I have to agree with Stanley Fish on this one. If you haven't been watching Big Love this season, you should be. If you haven't seen it before, get the DVDs in your Netflix queue immediately.
While at first the early episodes of Big Love were targeted at humanizing polygamists, showing that in their own weird, fucked up way, they were a family that loved each other very much. They looked out for each other. They protected one another. (Spoilers to follow.)
This season, that meme has been turned on its head. Slowly, the Henrickson family is falling apart. This high-drama series has steered away from the mafia-esque themes in the last season and has begun focusing on the internal fissures within the family. Earlier in the season, an attempt to add a fourth wife crashed and burned. Members of the family are diverging from their firmly held conservative beliefs.
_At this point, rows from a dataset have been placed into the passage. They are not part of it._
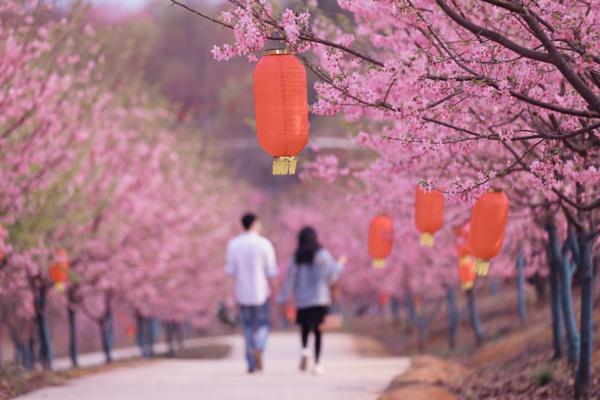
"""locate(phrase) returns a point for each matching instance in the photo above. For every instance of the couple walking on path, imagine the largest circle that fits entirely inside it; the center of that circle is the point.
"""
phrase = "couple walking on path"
(310, 275)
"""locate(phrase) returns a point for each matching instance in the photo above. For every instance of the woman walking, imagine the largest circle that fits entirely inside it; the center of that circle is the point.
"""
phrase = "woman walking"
(309, 277)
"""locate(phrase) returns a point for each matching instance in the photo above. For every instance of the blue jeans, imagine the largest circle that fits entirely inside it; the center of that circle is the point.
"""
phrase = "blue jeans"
(256, 323)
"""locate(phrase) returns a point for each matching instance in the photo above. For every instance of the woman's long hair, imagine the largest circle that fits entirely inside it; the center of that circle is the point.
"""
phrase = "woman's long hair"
(308, 245)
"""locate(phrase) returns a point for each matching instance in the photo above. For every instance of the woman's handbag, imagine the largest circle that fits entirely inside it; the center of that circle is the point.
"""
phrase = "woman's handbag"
(334, 320)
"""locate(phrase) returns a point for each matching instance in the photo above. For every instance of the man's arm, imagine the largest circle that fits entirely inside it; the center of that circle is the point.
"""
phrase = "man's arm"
(230, 268)
(271, 267)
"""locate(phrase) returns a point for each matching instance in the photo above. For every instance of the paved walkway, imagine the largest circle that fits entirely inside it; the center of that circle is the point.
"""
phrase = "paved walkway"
(348, 376)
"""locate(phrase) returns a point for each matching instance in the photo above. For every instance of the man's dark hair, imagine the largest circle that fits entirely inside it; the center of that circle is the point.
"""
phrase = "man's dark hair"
(247, 220)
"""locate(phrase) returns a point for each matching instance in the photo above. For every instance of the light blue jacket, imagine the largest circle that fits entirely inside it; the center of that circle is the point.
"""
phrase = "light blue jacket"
(310, 284)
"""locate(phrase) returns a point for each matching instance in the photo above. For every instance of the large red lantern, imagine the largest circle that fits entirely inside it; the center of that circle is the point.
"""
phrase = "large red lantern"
(429, 213)
(281, 106)
(381, 236)
(488, 224)
(59, 271)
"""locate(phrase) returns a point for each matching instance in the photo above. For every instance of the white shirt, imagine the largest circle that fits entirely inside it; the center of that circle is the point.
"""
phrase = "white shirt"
(250, 260)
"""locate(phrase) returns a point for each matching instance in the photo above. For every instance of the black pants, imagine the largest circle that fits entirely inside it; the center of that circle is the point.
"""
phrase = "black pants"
(305, 330)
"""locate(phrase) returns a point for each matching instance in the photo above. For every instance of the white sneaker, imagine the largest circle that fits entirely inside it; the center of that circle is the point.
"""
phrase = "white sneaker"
(318, 369)
(304, 359)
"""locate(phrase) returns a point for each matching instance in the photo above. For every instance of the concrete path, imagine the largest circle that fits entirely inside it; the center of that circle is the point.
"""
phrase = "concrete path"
(347, 377)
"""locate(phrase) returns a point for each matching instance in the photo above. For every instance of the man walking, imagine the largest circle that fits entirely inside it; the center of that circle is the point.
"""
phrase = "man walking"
(251, 263)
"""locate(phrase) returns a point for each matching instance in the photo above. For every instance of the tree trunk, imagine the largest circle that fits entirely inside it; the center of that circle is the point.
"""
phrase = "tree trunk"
(474, 317)
(566, 297)
(422, 331)
(584, 371)
(521, 286)
(23, 354)
(553, 255)
(106, 334)
(452, 316)
(539, 284)
(170, 332)
(41, 319)
(73, 353)
(153, 332)
(411, 312)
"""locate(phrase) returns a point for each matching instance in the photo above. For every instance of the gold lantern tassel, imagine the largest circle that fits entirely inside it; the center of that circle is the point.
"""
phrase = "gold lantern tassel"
(482, 267)
(284, 165)
(427, 240)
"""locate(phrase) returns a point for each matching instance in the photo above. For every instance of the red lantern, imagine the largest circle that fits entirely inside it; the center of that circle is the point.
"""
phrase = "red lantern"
(488, 224)
(59, 271)
(429, 213)
(290, 313)
(381, 235)
(281, 106)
Nicki has emerged as one of the most fascinating characters this season. She is both fiercely loyal to her biological mother and resistant to the manipulations of her father, a character eerily modeled after Warren Jeffs, while still helping him to be acquitted of charges of statutory rape. Meanwhile, she's lying to her husband and sister wives about trying to get pregnant -- she is secretly taking birth control. Just a few episodes ago, Nicki's sister wives escorted her to a fertility doctor to see why she hadn't been conceiving. While in the room with the doctor, Nicki asked for another birth control prescription.
One of the scariest things about the last episode that I just watched last night was when the family discovered that Nicki was intentionally trying to avoid pregnancy. In a terrifying moment, her husband, Bill, orders her to stop taking the pills immediately. He accuses her of defying her heavenly duty by not wanting to bear children.
The episode also showed the trials of the eldest daughter, who is pregnant. In a moment of great irony, Barb accuses her daughter of taking birth control pills. If only Sarah had been taking birth control, she wouldn't be faced with the difficult situation of what to do with her pregnancy. At the end of the episode, she miscarries. (A plot twist I find a little too convenient.)
The reason the character of Nicki is so fascinating is because she has grown up on the fundamentalist compound. She still remains close ties to her family there, and she often guilts her own family when they are going against the "principle." She knows the rules of polygamy and believes in them -- but she still resists having more children. The last episode reveals it may be because she doesn't necessarily feel attracted to her husband. She's even been toying with the notion of an affair with her boss. And this family is supposed to represent the "normal" polygamists.
The problem here is a question of autonomy. These are battles that we like to think we've already fought and tucked away long ago, but some women are still living out the battles of control over their reproductive lives. The character Nicki is lucky -- although she had to lie to her husband, she still had the ability to obtain a prescription for birth control. There are women that are in a similar position where they don't want more children, but don't have as easy of access to birth control.